Entretanto, a interação entre os códigos sexual e térmico clarifica um outro aspecto: devido à sua origem, os gémeos são (tal como os albinos) raios sem chuva; ao contrário dos outros bebés, nunca deixam de ser quentes, com as respectivas consequências. Para além dos perigos para si próprios que derivam dessa condição, propiciam a secura e infertilidade, a desarmonia social e mesmo a doença – que é nalguns casos, normalmente relacionados com a sexualidade, atribuída a uma situação de calor interior chamada kuhisa. Em suma, são ameaças socio-cósmicas.

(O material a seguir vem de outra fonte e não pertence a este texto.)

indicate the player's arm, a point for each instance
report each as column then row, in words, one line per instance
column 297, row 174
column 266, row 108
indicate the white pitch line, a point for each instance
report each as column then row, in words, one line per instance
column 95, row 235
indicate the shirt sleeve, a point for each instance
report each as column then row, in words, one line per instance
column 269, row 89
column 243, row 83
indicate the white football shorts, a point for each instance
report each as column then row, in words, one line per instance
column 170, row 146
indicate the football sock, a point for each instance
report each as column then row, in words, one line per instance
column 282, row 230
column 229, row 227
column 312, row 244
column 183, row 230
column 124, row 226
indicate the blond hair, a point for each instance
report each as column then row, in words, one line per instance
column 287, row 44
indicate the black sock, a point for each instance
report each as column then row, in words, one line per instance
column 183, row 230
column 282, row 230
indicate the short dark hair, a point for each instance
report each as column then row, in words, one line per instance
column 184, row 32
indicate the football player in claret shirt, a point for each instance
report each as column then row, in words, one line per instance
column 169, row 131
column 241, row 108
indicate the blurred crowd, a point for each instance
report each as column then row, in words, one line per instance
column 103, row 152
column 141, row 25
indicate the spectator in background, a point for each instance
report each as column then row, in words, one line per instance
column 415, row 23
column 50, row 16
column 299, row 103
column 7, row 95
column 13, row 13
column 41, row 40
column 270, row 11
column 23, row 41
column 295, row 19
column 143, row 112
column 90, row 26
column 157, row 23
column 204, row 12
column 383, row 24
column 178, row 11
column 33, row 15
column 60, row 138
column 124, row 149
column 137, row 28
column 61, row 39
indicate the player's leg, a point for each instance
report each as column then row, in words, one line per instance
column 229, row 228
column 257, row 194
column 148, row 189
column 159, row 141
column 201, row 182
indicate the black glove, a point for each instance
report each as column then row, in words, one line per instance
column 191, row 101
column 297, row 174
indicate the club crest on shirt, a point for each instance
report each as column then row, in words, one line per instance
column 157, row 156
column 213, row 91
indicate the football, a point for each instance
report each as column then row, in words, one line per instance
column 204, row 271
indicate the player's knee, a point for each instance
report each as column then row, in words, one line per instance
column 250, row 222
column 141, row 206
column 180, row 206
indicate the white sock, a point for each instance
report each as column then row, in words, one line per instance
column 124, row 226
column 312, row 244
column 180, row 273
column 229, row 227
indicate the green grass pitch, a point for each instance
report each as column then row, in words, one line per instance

É este o quadro geral de referências relativamente aos gémeos no sul de Moçambique. Para além delas, contudo, Junod (op cit: 272) menciona en passant um detalhe revelador de que, já há mais de um século atrás, as características atribuídas aos gémeos e outros “secadores de terra” podiam ser extrapoladas para outros grupos de pessoas ameaçadoras, e ser ligadas ao destino que era dado aos seus cadáveres. De facto, dizia-se que chovia tempestuosamente sempre que as pessoas se juntavam para apanhar os barbos nalgumas lagoas, que a estação seca tinha transformado em lamaçais. Isto acontecia porque, no passado, tinham ali ocorrido batalhas e os cadáveres dos inimigos tinham sido atirados para a água.

Mas porque razão se parte do princípio, tantos anos depois, que também os prisioneiros políticos que desapareceram foram atirados para a água, ou sepultados em terra molhada?


[1] Pude ouvir duas delas em contexto urbano, de pessoas com níveis de escolaridade elevados: (1) uma mulher terá gémeos se a sua xará (a pessoa de quem herdou o nome) teve gémeos; (2) tornar-se mãe de gémeos é hereditário. Contudo, não só estas novas hipóteses populares torneiam a razão da própria existência de gémeos, como se verifica que os casos reais de nascimentos de gémeos em gerações sucessivas são, pelo contrário, encarados correntemente como um acontecimento estranho e muito excepcional.